If your organisation is affected by a negative decision we have made, you can seek a review of the decision.
TEQSA complies with the basic regulatory principles of:
- reflecting risk
- proportionate regulation
- regulatory necessity.
Providers are given an opportunity to comment on a proposed decision that may adversely affect them, including a decision to impose a condition on registration or accreditation. Providers can present any relevant information to TEQSA before a final decision is made.
Reviewable decisions made under the TEQSA Act include decisions about:
- applications for registration in a particular provider category
- applications for course accreditation
- conditions on a registration or course accreditation
- renewing a registration or course accreditation
- removing the authority of a provider to self-accredit one or more courses of study
- shortening the period of a registration or course accreditation
- cancelling a registration or course accreditation.
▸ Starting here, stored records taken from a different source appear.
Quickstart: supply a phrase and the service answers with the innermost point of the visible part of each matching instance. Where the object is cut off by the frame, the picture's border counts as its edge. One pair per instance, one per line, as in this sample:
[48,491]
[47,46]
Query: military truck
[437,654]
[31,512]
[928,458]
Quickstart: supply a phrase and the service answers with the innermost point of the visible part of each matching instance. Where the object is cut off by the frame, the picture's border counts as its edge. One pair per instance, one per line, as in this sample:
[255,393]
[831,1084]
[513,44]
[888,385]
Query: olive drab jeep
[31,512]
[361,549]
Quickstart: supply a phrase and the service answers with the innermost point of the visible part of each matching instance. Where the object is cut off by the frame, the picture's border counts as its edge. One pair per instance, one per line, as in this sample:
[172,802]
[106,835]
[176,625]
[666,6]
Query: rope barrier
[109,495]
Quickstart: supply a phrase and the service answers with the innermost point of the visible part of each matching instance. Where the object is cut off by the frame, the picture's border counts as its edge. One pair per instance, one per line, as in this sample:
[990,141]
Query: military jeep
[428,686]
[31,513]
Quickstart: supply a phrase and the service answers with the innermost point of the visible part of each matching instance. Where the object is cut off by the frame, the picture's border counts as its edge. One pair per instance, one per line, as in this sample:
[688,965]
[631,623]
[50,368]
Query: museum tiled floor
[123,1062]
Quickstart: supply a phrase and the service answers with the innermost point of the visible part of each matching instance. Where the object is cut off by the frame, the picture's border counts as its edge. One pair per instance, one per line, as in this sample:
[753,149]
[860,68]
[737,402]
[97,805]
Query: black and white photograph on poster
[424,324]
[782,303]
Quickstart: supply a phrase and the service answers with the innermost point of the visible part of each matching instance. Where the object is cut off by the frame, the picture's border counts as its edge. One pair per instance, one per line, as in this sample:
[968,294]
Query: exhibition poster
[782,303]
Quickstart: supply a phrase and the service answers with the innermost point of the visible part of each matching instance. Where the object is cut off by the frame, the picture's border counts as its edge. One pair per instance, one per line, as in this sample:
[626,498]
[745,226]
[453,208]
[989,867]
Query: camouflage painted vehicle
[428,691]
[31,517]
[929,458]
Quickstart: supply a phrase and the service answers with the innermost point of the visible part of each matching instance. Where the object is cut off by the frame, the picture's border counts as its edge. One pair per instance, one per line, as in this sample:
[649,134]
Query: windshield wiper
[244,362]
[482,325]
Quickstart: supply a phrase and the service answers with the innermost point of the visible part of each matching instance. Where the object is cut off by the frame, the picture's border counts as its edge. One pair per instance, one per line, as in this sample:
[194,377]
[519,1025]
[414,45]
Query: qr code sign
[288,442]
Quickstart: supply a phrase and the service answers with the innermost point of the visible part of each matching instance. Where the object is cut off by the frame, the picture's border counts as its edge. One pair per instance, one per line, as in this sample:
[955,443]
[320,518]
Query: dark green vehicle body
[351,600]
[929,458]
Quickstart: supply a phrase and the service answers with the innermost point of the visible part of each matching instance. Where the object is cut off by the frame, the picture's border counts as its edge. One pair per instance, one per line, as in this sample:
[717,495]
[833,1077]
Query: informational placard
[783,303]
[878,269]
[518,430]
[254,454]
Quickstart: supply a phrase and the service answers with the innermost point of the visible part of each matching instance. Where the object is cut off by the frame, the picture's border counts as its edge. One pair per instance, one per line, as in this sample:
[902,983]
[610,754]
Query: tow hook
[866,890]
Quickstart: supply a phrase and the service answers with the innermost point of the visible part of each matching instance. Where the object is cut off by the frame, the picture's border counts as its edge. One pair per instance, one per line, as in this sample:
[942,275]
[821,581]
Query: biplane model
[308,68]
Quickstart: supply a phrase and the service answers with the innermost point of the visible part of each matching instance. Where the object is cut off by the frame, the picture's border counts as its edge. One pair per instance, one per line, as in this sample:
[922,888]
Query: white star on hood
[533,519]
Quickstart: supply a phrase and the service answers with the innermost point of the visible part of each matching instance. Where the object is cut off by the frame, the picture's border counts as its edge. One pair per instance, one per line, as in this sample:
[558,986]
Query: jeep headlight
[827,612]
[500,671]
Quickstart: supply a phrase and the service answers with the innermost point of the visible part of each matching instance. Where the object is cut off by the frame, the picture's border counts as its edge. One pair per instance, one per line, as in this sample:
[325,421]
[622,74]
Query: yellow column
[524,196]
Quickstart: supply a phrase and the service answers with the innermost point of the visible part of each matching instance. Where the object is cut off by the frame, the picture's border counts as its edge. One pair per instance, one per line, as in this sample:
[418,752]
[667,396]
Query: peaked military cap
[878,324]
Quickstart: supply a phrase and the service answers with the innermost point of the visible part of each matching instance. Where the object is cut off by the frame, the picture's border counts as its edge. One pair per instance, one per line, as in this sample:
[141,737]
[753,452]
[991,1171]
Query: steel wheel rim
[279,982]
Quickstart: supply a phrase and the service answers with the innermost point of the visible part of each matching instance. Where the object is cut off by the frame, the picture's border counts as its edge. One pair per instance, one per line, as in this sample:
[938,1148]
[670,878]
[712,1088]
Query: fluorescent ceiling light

Reviewable decisions under the ESOS Act include decisions:
- that an approved provider should not be registered
- to impose a condition on a provider’s registration
- that a course at a location should not be added to a provider’s registration.
There are three possible options for review:
- an internal review of decisions
- a merits review of decisions made by TEQSA in the Administrative Appeals Tribunal (AAT)
- a judicial review of administrative decisions.
If a provider is dissatisfied with a decision made by a delegate of TEQSA, they can apply for an internal review of the decision. The application must be:
- made in the approved form. Application documents are available at our Application guides and support page
- accompanied by the fee for an internal review application. See more information on our fees page
- made within 30 days of the applicant being informed of the decision (or longer if agreed by TEQSA).
Where an application is made to TEQSA for an internal review, the person reconsidering the decision has the authority to affirm, change or revoke the decision.
When undertaking an internal review, we will review the evidence that led to the original decision and consider any additional information in the context of the provider’s circumstances and the basic regulatory principles.
TEQSA must make a decision within 90 days after receiving the application for review.
A provider can apply to the AAT for merits review of:
- a reviewable decision if it was not made by a delegate of the TEQSA Commission
- an internal review decision.
Merits review means the AAT considers the available evidence and determines whether TEQSA’s decision was the correct and preferable decision. For more information visit the AAT’s website.
In certain circumstances, providers can apply to a court for a judicial review of an administrative decision made by TEQSA. A judicial review considers whether we correctly applied the law in making our decision but will not consider the merits of our decision. A court can consider whether TEQSA:
- followed proper legal procedures in making the decision, including the rules of natural justice
- took an irrelevant consideration into account or failed to take a relevant consideration into account
- applied a rule or policy without proper regard to the merits of the case
- did not have evidence to justify its decision.
Public reports of regulatory decisions about providers are published on the National Register of higher education providers. Providers are given 28 days to comment on a draft public report before we make a decision on publication. We will not, except in exceptional circumstances, note a decision or publish a public report on the National Register until the period for applying for review of the decision has expired or until a review is completed (if applicable).